Materials and methods

Sampling site

The Sinos River is located in the southern region of Brazil, in the state of Rio Grande do Sul. It rises in the hills of the municipality of Caraá, at an altitude of approximately 800 m above sea level and travels a course of about 190 km, where it reaches the Jacuí delta, in the municipality of Canoas, at an altitude of only 5 m above sea level (Fig. 1). The SRB covers two geomorphological provinces: the southern plateau and the central depression and occupies an area of 3.696 km2, comprising 32 municipalities (Petry and Schulz 2006).

Fig. 1
figure 1

Map of the sampling site location within the SRB

The sampling site (latitude 29.730761° S and longitude 51.082849° W) is located in the rural area of the municipality of Novo Hamburgo. The water samples were collected from the raw water inlet of the municipal WTP operated by COMUSA. It is located 55 km from the Sinos River mouth (Jacuí Delta) and 135 km from its spring, with an upstream area of approximately 2980 km2, crossing the municipalities of Santo Antônio da Patrulha, Taquara, Parobé, Sapiranga, and Campo Bom, receiving domestic sewage, industrial wastewater, and agricultural runoff, which contribute to the degradation of the water quality, which, in its turn, is adducted, treated, and distributed by COMUSA to a population of 238,940 inhabitants (IBGE 2017). Although the sampling site is located in the lower stretch of the SRB, characterized by the anthropogenic pressure from highly urbanized and industrialized areas (Benvenuti et al. 2015; Blume et al. 2010), Fig. 2, which emphasizes the sampling site drainage area, it shows also a large contribution from areas highly occupied by agriculture, with irrigated agriculture (cultivation of rice), forestry (planting of exotic species such as Pinus sp. and Eucalyptus sp.), and areas of mixed use, characterized by small plots of plantation and livestock activities.

Fig. 2
figure 2

Land uses within the SRB affecting the Sinos River water quality in the sampling site

The main land uses of the study area result in the discharge of agrochemicals and in point and non-point sources of pollution, such as animal feces and untreated sewage (Benvenuti et al. 2015; Blume et al. 2010; Nascimento et al. 2015). Thus, in addition to the problems related to agricultural activities and the growth of urbanization, the vegetation cover was reduced to 10% of the total basin area, which, consequently, results in impacts on water resources. The deforestation on slopes, springs, and water courses is visible and the vegetation remaining is only small patches of native forest in adjacent areas (Matzenauer 2003).

Data set preparation

The data set with the measurements of water temperature, pH, electrical conductivity, turbidity, alkalinity, dissolved oxygen, biochemical oxygen demand, total coliforms, Escherichia coli (ECOLI), and manganese was provided by COMUSA and is the result of a monitoring program of weekly sample collection, comprising a period of almost two years (May 2013 to April 2015). The data on river water level was obtained from the Sinos River Basin Management Committee (COMITESINOS 2017). The data sets were integrated and used to assess the changes caused by the seasonal hydrological cycles in the Sinos River water quality. The water quality parameters, their units, abbreviation, equipment/methods used, detection limits (DL), missing data (MD), and data bellow detection limit (BDL) are summarized in Table 1.

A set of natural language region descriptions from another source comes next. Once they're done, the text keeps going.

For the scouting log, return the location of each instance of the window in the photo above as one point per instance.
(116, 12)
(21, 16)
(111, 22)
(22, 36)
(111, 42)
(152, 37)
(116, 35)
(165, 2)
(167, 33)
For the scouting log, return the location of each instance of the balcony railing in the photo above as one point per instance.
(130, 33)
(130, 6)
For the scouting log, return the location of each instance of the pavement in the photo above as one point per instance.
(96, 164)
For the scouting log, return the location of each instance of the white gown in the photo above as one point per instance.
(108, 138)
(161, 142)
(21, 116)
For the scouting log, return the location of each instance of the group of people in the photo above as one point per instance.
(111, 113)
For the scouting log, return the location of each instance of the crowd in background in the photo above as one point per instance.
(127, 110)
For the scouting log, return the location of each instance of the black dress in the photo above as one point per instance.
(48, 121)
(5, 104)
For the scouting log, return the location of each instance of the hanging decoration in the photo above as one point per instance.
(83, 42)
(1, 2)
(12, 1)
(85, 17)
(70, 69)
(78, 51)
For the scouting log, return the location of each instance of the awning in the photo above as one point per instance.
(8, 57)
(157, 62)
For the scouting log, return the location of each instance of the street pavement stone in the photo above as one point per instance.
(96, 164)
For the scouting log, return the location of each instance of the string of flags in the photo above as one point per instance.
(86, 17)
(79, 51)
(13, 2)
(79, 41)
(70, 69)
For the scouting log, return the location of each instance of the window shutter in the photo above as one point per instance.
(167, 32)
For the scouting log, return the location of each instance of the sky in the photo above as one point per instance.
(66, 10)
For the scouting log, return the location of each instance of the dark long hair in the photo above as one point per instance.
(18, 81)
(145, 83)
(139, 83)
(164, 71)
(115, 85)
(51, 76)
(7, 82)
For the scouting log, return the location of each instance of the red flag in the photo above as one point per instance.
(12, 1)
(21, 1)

Table 1 Water quality parameters, units, abbreviations, equipment/method, DL, MD, and BDL

The first treatment given to the data set was an evaluation to identify outliers and was carried out using IBM SPSS Statistics 24. A total of 10 samples were excluded from the data set due to the presence of outliers, as the multivariate statistical analyses are sensitive to outliers, especially the PCA (Olsen et al. 2012), which resulted in a data set of 95 samples. Then, the data set was split according to the seasons autumn (AUT) (March 21st to June 20th), winter (WIN) (June 21st to September 20th), spring (SPR) (September 21st to December 20th), and summer (SUM) (December 21st to March 20th) and the MD and data BDL were treated. The issue of MD and data BDL can be addressed in several ways, i.e., by eliminating samples (rows of the data matrix), by eliminating the parameters (columns of the data matrix), or by imputing a value. As the higher percentage of MD and data BDL (6.3 and 14.7%, respectively) was observed only for the parameter BOD, we decided to impute the parameter-specific median for the MD and half of DL for the data BDL (DL/2) (Polissar et al. 1998; Reff et al. 2007), rather than eliminating samples or parameters, as the elimination of samples or parameters may result in loss of useful information and may leave the data set too small for an adequate PCA or PMF (Olsen et al. 2012; Reff et al. 2007).

Cluster analysis

Cluster analysis groups objects (cases) into classes (clusters) on the basis of similarities within a class and dissimilarities between different classes. The results of CA are useful for the interpretation of the data through the indication of patterns. Hierarchical clustering is the most common approach in which clusters are formed sequentially (Singh et al. 2004; Vega et al. 1998). In hierarchical clustering, clusters are formed sequentially by starting with the most similar pair of objects and forming higher clusters step by step. The Euclidean distance usually gives the similarity between two samples and a “distance” can be represented by the “difference” between analytical values from both samples (Singh et al. 2004). Hierarchical CA was performed on the data set (mean of observations over the seasonal periods) by means of between-groups linkage method, using squared Euclidean distances as a measure of similarity. CA analysis was applied to the data set in order to assess the seasonal similarity and to group similar seasons in clusters, which allows the reduction in the number of statistical treatments and simplifies the interpretation of the results. CA analysis was carried out using IBM SPSS Statistics 24.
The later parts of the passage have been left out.